En ce 1er janvier 2019, Sangoyah est en fête. Il est 22 heures. Entre la première et la troisième portes d’entrée de cette cité administrative, située dans la commune de Matoto, en haute banlieue de Conakry, les silhouettes dont les talons piétinent les trottoirs sont à perte de vue. A l’arrière de la rangée de ‘’maquis’’, les ombres qui bordent le goudron se ressemblent ou presque.  Que de filles de joie qu’on appelle trivialement ‘’prostituées’’. Des filles dont chacune cache derrière son visage une histoire singulière et souvent traumatisante qu’elle s’efforce de contenir. Justement, parmi elles, Nanfadima Camara, affectueusement appelée la reine. Paradoxalement, elle vient d’avoir une surprise heureuse mais qui la déplait tout au début.  De fait, elle vient d’apercevoir dans les bras d’une autre prostituée le géniteur de son bébé de 6 mois- un jeune apprenti mécanicien de 25 ans environ. Un monsieur qu’elle a perdu de vue alors qu’elle en était au tout premier trimestre de sa grossesse. Et le hasard a voulu que la femme dans les bras de laquelle elle le retrouve soit celle-là même qui l’avait hébergée à un moment crucial de sa grossesse.
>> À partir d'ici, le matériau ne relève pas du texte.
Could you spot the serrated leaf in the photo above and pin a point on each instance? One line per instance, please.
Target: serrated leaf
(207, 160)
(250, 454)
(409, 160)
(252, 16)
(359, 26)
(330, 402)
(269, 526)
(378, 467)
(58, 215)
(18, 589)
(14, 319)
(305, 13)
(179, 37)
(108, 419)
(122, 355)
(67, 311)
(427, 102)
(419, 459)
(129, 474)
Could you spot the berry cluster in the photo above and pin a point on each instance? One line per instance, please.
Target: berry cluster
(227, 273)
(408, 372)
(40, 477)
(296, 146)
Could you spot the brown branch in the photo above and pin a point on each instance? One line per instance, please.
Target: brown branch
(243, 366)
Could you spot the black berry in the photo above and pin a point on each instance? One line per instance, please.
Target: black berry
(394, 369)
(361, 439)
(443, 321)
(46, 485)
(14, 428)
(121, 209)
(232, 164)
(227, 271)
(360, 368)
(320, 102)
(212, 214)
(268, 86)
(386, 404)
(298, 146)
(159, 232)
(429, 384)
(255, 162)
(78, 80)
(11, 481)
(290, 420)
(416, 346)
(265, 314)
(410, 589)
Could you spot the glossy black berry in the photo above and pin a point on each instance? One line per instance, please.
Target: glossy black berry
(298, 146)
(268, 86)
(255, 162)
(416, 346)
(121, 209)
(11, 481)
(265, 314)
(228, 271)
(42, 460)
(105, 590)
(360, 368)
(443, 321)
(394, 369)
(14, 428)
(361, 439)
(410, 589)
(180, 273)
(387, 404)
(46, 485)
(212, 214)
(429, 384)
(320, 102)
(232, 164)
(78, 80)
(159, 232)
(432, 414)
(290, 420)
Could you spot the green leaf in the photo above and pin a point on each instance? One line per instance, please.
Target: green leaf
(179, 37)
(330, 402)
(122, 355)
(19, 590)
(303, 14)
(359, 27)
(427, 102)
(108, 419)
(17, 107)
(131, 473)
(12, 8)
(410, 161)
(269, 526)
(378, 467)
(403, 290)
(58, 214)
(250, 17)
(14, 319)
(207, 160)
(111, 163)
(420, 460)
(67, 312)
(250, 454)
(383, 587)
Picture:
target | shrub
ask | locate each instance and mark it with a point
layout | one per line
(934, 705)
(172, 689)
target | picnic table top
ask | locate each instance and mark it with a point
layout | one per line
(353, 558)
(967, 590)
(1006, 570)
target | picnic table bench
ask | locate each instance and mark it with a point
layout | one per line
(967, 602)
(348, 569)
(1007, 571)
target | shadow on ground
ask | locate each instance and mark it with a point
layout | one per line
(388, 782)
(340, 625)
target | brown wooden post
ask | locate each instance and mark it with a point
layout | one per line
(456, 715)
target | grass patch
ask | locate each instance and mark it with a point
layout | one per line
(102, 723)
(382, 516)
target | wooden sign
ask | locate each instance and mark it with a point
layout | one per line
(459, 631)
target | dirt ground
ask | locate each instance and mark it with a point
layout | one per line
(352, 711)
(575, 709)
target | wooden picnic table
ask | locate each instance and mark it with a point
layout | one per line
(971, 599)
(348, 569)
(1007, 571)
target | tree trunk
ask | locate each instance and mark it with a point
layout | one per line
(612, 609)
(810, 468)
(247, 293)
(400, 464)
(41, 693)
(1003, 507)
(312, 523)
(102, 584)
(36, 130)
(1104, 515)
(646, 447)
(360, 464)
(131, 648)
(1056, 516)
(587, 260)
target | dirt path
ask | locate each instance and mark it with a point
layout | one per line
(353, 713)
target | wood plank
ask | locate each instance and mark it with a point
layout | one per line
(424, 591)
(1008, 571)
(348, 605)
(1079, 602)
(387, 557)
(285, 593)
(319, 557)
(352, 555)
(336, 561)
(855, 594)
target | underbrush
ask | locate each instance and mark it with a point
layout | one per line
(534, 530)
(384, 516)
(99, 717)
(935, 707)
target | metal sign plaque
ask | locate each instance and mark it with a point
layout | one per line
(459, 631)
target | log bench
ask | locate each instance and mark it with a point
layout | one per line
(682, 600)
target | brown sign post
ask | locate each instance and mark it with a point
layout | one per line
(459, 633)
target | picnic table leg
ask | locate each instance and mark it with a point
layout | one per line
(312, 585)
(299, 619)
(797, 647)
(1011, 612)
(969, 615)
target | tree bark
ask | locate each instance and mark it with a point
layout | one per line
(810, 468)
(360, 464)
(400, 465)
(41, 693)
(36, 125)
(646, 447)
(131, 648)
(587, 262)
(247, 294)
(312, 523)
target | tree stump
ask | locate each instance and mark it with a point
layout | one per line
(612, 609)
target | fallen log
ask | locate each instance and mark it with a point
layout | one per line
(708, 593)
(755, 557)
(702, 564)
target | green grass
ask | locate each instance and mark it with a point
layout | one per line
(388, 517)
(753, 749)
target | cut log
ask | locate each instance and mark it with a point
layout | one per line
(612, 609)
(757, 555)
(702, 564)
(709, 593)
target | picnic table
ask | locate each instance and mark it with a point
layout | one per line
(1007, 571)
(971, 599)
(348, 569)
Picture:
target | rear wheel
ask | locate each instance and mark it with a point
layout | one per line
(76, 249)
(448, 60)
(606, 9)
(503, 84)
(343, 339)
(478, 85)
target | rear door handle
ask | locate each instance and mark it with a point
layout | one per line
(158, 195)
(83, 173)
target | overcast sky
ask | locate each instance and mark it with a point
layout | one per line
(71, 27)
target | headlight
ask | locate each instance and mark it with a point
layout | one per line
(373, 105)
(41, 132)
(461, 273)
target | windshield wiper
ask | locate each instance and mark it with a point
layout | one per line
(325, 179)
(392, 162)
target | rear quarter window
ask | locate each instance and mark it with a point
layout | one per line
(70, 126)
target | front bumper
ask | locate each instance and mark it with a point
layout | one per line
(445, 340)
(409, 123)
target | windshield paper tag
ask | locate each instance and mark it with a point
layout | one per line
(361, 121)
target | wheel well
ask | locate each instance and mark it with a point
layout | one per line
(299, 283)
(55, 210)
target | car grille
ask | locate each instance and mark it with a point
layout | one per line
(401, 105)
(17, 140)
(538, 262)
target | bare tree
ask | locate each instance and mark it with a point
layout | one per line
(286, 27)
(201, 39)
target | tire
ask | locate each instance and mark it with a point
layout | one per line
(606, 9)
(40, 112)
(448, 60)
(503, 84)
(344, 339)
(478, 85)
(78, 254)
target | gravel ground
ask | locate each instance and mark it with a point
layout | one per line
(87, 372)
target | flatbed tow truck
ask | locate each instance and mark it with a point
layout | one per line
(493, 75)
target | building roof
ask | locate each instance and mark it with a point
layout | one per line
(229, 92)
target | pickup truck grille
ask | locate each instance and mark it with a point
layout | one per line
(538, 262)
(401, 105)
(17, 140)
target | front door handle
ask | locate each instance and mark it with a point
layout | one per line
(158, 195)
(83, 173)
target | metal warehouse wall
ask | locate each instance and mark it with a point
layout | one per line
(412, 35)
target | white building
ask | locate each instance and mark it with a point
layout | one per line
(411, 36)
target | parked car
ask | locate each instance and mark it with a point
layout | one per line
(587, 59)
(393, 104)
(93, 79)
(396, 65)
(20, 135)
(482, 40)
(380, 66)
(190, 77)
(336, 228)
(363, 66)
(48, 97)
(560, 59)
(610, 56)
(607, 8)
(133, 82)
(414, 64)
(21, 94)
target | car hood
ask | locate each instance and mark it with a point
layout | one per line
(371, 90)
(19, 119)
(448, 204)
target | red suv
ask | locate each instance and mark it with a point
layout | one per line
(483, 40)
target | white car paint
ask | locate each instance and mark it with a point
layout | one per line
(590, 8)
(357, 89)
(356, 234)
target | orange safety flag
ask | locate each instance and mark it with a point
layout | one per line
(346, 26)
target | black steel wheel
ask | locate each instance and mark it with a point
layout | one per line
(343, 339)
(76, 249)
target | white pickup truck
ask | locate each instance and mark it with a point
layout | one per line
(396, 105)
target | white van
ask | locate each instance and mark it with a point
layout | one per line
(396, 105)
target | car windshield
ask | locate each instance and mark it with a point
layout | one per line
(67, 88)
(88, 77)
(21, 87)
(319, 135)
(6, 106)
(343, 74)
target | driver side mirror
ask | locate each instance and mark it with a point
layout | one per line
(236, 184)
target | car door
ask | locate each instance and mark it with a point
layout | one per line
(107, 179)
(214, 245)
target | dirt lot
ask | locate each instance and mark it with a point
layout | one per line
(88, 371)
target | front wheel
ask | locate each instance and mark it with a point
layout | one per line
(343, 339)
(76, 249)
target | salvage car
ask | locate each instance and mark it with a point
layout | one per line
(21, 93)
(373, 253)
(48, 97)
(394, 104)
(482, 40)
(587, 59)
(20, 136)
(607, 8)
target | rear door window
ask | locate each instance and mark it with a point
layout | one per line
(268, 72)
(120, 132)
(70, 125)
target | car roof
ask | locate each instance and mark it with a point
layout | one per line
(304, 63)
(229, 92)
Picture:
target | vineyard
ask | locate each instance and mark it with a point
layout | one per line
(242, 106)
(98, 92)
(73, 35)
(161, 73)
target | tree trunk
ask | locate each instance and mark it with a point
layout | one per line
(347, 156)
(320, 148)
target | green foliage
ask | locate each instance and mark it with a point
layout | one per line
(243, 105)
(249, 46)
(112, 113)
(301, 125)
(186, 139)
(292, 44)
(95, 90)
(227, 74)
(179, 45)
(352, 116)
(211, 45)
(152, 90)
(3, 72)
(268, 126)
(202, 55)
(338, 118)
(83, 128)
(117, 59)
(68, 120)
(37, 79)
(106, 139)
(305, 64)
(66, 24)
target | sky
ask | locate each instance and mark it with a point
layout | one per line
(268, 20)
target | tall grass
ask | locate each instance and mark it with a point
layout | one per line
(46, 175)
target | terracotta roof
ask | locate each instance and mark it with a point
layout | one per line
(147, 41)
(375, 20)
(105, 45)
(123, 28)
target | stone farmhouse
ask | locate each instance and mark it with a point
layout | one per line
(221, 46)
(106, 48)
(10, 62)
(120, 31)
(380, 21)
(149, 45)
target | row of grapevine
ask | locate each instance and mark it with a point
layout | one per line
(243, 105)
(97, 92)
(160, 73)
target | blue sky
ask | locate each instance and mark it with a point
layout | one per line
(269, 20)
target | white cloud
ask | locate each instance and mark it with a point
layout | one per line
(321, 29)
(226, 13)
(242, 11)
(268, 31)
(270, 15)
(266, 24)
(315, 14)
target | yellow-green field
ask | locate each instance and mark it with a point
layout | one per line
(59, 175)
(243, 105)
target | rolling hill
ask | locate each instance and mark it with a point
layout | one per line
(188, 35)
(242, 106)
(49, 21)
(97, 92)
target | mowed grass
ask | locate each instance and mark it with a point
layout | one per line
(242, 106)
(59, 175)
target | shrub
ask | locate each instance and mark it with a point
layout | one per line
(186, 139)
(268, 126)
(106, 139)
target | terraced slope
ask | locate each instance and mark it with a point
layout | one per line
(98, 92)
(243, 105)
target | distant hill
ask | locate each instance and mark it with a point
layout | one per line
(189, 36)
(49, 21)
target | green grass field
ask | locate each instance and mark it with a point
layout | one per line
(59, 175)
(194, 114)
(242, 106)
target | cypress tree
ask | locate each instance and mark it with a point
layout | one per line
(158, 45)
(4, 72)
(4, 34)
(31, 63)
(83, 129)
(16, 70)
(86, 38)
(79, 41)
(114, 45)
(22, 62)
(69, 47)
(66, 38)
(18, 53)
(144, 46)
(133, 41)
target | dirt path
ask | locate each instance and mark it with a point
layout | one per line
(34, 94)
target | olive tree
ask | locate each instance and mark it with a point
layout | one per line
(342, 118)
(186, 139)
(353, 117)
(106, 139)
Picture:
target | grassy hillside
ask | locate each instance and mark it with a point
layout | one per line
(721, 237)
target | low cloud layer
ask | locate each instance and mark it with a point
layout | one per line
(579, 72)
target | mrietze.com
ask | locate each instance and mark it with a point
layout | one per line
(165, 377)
Tout au début, entre Nanfadima et le père de sa famille, ça se dispute chaudement. Mais au bout d’un certain temps, ils se réconcilient et viennent tous deux prendre place devant ‘’le grand plaisir’’, un cabaret séparé du goudron par un caniveau. Et après avoir vidé chacun trois bouteilles de Guiluxe, (bière alcoolisée à 5, 2%), diluées dans une demi-bouteille de ‘’GIN capitain’’ (liqueur de 37 degré), Nanfadima commence à verser des larmes. Personne ne réussit à la calmer, ni Foromo, le gérant, ni les clients !  De fait, elle n’en peut plus. L’histoire qui bout en elle doit être racontée. Aussi, elle n’oppose aucune résistance…

Le meilleur du pire

Partie il y a deux ans de Laya, bourgade située quelque part à Faranah, pour servir de domestique à Conakry, en vue subvenir au besoin de sa famille, Nanfadima a plusieurs fois été victime de maltraitances de la part de ses employeuses respectives. Injures, bastonnades, humiliations, faim,…bref, elle a subi tout ou presque. « Le mari de ma dernière patronne a voulu abuser de moi. Puisque j’ai rejeté ses avances, il a poussé sa femme à me mettre dehors », explique-t-elle.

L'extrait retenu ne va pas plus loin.